L’affaire Epstein permet de distinguer très nettement deux dynamiques opposées face à la vérité : celles qui, malgré leurs lenteurs, ont permis l’établissement progressif des faits, et celles qui ont entretenu la confusion, la défiance et l’impossibilité de hiérarchiser les preuves.

Du côté de la vérité factuelle, les acteurs sont identifiables et leurs rôles traçables. Les victimes d’abord, qui ont parlé, parfois très tôt, souvent sans être entendues. La police locale ensuite, qui a enquêté à partir de plaintes concrètes. Les procureurs fédéraux, qui ont parfois failli mais dans un cadre institutionnel documentable. Le journalisme d’enquête, enfin, qui a joué un rôle décisif en reconstituant les responsabilités et en révélant l’architecture juridique ayant protégé Epstein pendant des années.

Ce travail se prolonge aujourd’hui par des mécanismes démocratiques classiques : contrôle parlementaire, demandes d’accès aux documents non expurgés, et interrogations sur le périmètre réel des fichiers publiés.
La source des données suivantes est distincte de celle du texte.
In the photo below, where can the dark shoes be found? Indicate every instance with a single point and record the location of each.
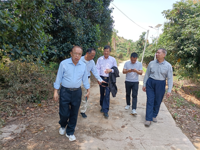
(84, 115)
(106, 115)
(155, 120)
(147, 123)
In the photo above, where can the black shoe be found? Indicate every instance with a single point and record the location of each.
(84, 115)
(106, 115)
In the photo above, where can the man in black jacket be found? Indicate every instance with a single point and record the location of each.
(104, 67)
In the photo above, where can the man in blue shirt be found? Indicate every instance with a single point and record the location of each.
(90, 65)
(71, 74)
(132, 69)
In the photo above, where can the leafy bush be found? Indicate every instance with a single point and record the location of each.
(23, 83)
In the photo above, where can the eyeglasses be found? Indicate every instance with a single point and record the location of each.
(76, 54)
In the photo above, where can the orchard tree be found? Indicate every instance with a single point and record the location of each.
(87, 23)
(22, 24)
(181, 36)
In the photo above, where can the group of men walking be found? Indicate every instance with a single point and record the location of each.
(74, 77)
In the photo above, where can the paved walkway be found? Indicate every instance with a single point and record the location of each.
(123, 131)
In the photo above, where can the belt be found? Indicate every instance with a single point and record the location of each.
(104, 77)
(73, 89)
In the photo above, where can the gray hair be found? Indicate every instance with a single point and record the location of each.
(163, 50)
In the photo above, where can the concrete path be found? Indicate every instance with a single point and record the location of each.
(123, 131)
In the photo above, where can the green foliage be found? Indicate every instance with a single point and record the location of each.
(22, 26)
(84, 23)
(181, 35)
(23, 83)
La demande officielle adressée au Department of Justice par des élus démocrates pour accéder aux documents complets illustre cette dynamique de contrôle institutionnel, lente mais essentielle :

→ https://democrats-judiciary.house.gov/sites/evo-subsites/democrats-judiciary.house.gov/files/evo-media-document/2026-01-31-raskin-to-blanche-doj-re-epstein-files.pdf

Face à ces demandes, le DOJ, par la voix de son numéro deux Todd Blanche, a défendu la publication opérée comme un effort de transparence conforme au cadre légal, tout en reconnaissant les contraintes juridiques et les caviardages imposés :

https://abcnews.go.com/Politics/deputy-ag-defends-epstein-files-release-survivors-slam/story?id=129749781

Dans le même temps, des organisations de surveillance et des journalistes ont pointé le risque d’un périmètre documentaire incomplet, soulignant que certains ensembles de documents pourraient ne pas avoir été inclus dans la publication.

https://www.axios.com/2026/02/06/epstein-bondi-patel-records-withheld

À cela s’ajoutent des interrogations persistantes sur le traitement carcéral réservé à Ghislaine Maxwell, qui font l’objet de courriers, d’enquêtes et de signalements officiels, là encore dans un cadre institutionnel explicite.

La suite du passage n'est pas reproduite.